# Vista: what is base.WIM ??



## luckyedboy66

the other day, i was stressing about how little HDD space I have left, so I started looking for things that i didnt need so i could delete them. the first place i started was the "temp" folder. In it, among other things, i found a massive(5.7gb) file called "base.wim". its format is not recognized by vista, so i couldnt open it.
*my question is: should i have not deleted base.wim ? *
i have not noticed any glitches, ect. my reasoning is/was that its a temporary file, so it shouldnt be a big deal.
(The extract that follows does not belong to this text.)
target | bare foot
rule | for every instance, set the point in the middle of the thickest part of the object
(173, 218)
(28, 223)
Am i right? its still in th recycle bin, so i can put it back. but if i dont need it, i would like to rid my cramped HDD of it. 
any insight would kick ass.


----------



## Impulse666

its likely a setup file that windows forgot to delete or the like. its ok to delete.


----------



## K3rupt

If you don't use hibernation, then turn it off to save yourself the 2GB that is allocated for hiberfil.sys.

Turn off system restore if it is on, Unless you think your going to need it.

Go ahead and delete the BASE.WIM file, if it's in the C:\temp directory then it's probably some setup file that Windows forgot to delete after install.

But i Bet i can Guess your Using a HP Laptop?

Or a Laptop At That?

Its a Very Common Problem with Vista Installed on Laptops.


----------



## wallpaperkilla

i got that base.wim too, but mine is 9.56 gigs.  i think i'm going to delete it


----------



## PC eye

Microsoft has a special installation cleanup tool available for 95 and NT akk the way through to Vista. You can download direct from  http://support.microsoft.com/kb/290301


----------